As a vegetarian, I often find myself looking for new healthy dishes. I made lentil soup and butternut squash mashed. You’ll need a few items before you get started.
What you need:
- 2 butternut squashes
- almond, cashew, coconut, or regular milk
- salt, brown sugar
- lentils (14 0z bag)
- spinach, corn, celery, carrots, onion
- small macaroni
Boil a pot of water (about 6 cups) and add lentils until it’s tender. Let it cook for about 20 minutes on medium heat. I start chopping fresh spinach, corn, celery, carrots, and onions into small pieces.
I saute my veggies before adding them to the soup. First, I oil my pan with extra virgin olive oil and heat it. Once it’s heated, I add garlic and onions, carrots, celery, spinach (about a handful of each veggie) letting it cook for about 3 minutes.
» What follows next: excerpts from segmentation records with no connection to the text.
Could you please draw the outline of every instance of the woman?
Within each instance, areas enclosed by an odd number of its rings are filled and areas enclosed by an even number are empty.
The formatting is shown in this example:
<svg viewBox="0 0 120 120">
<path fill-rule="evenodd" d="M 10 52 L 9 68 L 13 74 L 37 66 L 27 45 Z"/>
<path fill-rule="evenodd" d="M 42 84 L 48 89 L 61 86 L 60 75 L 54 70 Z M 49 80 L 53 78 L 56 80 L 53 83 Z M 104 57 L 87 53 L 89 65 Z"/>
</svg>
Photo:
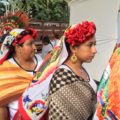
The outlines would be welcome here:
<svg viewBox="0 0 120 120">
<path fill-rule="evenodd" d="M 67 60 L 55 71 L 49 91 L 49 120 L 92 120 L 96 84 L 83 67 L 96 54 L 95 25 L 83 22 L 65 32 Z"/>
<path fill-rule="evenodd" d="M 96 54 L 95 32 L 92 22 L 65 31 L 33 78 L 38 81 L 31 83 L 19 100 L 22 118 L 46 120 L 48 113 L 49 120 L 92 119 L 96 84 L 82 65 Z"/>
<path fill-rule="evenodd" d="M 0 107 L 3 112 L 1 120 L 4 120 L 6 106 L 10 112 L 10 119 L 15 119 L 18 98 L 42 62 L 42 59 L 35 55 L 36 35 L 33 29 L 13 29 L 3 37 L 0 51 Z"/>
<path fill-rule="evenodd" d="M 42 39 L 42 43 L 42 58 L 44 59 L 45 56 L 52 50 L 53 46 L 48 36 L 44 36 L 44 38 Z"/>
</svg>

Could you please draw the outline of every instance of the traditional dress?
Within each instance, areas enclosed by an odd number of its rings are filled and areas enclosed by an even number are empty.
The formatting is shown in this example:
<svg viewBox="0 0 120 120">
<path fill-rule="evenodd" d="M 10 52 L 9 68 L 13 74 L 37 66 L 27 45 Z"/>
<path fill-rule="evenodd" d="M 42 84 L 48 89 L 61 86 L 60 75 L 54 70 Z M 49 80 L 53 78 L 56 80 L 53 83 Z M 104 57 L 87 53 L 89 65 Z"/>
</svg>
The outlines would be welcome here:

Add salt, pepper, and seasonings for flavor.
Add vegetable broth to the pot, sauteed veggies, and lentils. Let cook for about 30-40 minutes depending on how you like it. ADD macaroni for the last 10 minutes.
Let cool a bit and serve with fresh grated cheese!
Butternut Squash Mashed
Cut the squash into two halves, scoop out the seeds, and let boil until fork tender.
Once it’s cooked scoop out the inside and place in bowl. Add milk, salt, butter, and a touch of brown sugar for flavor.